Home > ekonomi & pembangunan > Embung Tirta Mulya : Memanen Air Hujan Dalam Cekungan Embung

Embung Tirta Mulya : Memanen Air Hujan Dalam Cekungan Embung

 

Focusklaten.net Bagi warga Tegalmulya, Kemalang air menjadi harta yang  mahal. Di Desa yang terletak  6 km dari puncak Merapi itu air bukan saja sebagi kebutuhan minum sehari- hari, tapi sekaligus menjadi jaminan sapi-sapi warga  bisa gemuk dan laku dijual sehingga untung bisa untuk anak-anak  sekolah. Maka tak heran berakhirnya pembangunan dan peresmian Embung yang diberi nama Tirta Mulya (Rabu. 22/03/17) yang berada persis  di balik perbukitan hijau itu  disambut gembira semua warga Tegalmulya.

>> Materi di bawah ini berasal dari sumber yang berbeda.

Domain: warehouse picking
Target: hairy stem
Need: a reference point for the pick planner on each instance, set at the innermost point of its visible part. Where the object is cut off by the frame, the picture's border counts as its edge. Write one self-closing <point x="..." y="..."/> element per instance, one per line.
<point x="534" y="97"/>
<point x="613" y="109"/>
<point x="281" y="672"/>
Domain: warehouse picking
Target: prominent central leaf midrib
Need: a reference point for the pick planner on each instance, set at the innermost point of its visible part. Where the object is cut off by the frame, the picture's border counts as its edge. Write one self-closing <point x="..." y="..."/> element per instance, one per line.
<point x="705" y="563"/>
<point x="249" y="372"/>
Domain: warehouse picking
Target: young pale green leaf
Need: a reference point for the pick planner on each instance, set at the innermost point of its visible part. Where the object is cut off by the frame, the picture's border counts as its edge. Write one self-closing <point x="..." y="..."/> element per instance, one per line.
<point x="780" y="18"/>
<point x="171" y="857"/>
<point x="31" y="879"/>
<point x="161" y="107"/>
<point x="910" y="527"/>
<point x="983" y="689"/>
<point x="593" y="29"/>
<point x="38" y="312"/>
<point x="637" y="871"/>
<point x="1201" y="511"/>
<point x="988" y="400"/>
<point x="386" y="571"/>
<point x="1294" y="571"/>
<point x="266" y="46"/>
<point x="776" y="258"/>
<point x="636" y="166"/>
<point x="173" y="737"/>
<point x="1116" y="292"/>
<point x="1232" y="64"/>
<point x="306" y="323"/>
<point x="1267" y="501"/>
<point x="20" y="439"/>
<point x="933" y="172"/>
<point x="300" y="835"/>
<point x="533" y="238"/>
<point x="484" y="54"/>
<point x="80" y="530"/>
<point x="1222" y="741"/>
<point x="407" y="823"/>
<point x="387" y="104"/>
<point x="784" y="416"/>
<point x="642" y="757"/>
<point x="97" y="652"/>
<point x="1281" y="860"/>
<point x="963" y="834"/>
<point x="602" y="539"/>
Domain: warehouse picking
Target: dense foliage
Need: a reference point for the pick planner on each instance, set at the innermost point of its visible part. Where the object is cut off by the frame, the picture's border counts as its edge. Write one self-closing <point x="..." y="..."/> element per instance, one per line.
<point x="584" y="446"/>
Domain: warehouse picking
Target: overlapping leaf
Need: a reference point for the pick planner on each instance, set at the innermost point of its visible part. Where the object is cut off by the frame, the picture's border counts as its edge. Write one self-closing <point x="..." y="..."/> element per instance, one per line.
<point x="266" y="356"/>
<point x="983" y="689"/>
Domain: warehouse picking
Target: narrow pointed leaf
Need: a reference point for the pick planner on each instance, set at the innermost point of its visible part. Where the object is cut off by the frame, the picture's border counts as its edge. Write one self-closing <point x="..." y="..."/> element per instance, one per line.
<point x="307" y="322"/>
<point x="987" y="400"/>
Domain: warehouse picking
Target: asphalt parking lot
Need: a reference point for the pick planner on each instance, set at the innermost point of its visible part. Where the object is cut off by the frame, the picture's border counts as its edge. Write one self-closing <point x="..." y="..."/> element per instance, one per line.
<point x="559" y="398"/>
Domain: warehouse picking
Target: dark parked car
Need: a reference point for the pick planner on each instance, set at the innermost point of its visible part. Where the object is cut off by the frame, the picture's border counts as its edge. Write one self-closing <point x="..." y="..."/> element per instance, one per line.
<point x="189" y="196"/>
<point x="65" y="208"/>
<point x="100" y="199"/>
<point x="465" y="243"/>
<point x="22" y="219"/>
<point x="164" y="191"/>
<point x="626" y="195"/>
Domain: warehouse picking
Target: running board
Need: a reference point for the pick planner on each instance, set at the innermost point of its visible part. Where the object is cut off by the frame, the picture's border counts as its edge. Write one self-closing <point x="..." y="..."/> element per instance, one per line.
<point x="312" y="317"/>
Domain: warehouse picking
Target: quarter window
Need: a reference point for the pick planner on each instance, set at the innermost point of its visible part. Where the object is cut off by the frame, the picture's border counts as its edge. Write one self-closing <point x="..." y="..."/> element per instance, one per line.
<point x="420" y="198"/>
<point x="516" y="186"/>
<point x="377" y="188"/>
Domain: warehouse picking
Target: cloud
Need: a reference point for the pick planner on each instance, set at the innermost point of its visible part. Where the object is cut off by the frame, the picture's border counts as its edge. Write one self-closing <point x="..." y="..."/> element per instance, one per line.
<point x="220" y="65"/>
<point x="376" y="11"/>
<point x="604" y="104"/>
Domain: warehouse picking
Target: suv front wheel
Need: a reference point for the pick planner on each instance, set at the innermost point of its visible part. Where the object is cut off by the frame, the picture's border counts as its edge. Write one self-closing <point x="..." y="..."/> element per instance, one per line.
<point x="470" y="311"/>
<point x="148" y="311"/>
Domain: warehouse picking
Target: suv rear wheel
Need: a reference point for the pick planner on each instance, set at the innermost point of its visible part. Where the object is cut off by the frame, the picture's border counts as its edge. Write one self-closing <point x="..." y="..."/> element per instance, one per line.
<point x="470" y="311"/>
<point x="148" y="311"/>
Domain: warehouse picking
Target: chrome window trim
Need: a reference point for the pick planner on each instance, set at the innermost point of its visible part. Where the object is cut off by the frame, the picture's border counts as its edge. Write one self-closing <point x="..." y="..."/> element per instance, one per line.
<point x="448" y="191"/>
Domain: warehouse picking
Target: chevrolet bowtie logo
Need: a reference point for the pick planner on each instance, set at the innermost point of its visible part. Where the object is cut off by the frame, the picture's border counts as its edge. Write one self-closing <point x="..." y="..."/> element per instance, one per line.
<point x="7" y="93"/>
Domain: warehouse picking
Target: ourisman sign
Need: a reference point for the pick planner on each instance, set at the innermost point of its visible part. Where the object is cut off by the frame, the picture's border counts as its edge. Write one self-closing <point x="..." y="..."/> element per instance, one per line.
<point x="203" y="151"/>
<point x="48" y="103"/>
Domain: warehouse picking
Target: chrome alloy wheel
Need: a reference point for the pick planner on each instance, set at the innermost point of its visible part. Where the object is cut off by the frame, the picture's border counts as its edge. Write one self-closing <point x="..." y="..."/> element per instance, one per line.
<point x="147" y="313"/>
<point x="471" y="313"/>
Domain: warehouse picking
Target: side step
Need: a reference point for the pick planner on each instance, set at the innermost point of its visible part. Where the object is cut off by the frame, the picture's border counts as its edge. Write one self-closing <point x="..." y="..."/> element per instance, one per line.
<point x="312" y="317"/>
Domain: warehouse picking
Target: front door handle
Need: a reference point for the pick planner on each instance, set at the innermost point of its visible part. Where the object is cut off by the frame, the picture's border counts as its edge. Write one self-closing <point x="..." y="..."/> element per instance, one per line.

            Perlu perjuangan untuk mencapai Embung Tirta Mulya.  Selain harus melalui jalanan yang menanjak, pengunjung harus melintasi jalan terjal di antara truk-truk pasir yang berjalan melambat.  Sesekali mobil harus berhenti sejenak menunggu giliran melewati jalanan terjal berbatu dengan truk pengusung pasir yang menyemut mengusung pasir Merapi tiada henti.  Berdasarkan informasi yang dihimpun Tim Ficusklaten.net Embung Tirta Mulya adalah karya bersama antara pemerintah, akademisi UGM dan PT Tirta Investama.  Berawal dari kebutuhan masyarakat bersama para relawan Merapi, didukung tim risert  Universitas Gajah Mada (UGM) Yogyakarta dibawah bimbingan DR Ir Heru Indrayana dan juga bantuan Corporate Social Responbility (CSR) milik PT Tirta Investama dan atas ijin dari Balai Taman Nasional Gunung Merapi Magelang dibangunlah embung.  Bangunan air yang hampir menyerupai lonjongan itu didesain dengan pagar besi dan paving sebagai jalan setapak mengelilingi embung dengan tanaman masih kelihatan baru ditanam. Bagi yang gemar berselfi ketika beruntung langit bercuaca cerah, pengunjung bisa berfoto diri dengan latar belakang puncak Merapi yang merekah. Menurut Heru Indrayana cekungan Embung TirtaMulya yang ditanam di atas tanah 0,6 hektar ini menggunakan teknologi geomembran yang mampu bertahan lebih  50 sampai 60 tahun ke depan.  Dengan kedalaman 5 m Embung Tirta Mulya mampu menampung air hujan sampai 12.000 m3 sehingga tidak saja mencukupi kebutuhan air, juga bisa untuk irigasi bahkan destinasi wisata.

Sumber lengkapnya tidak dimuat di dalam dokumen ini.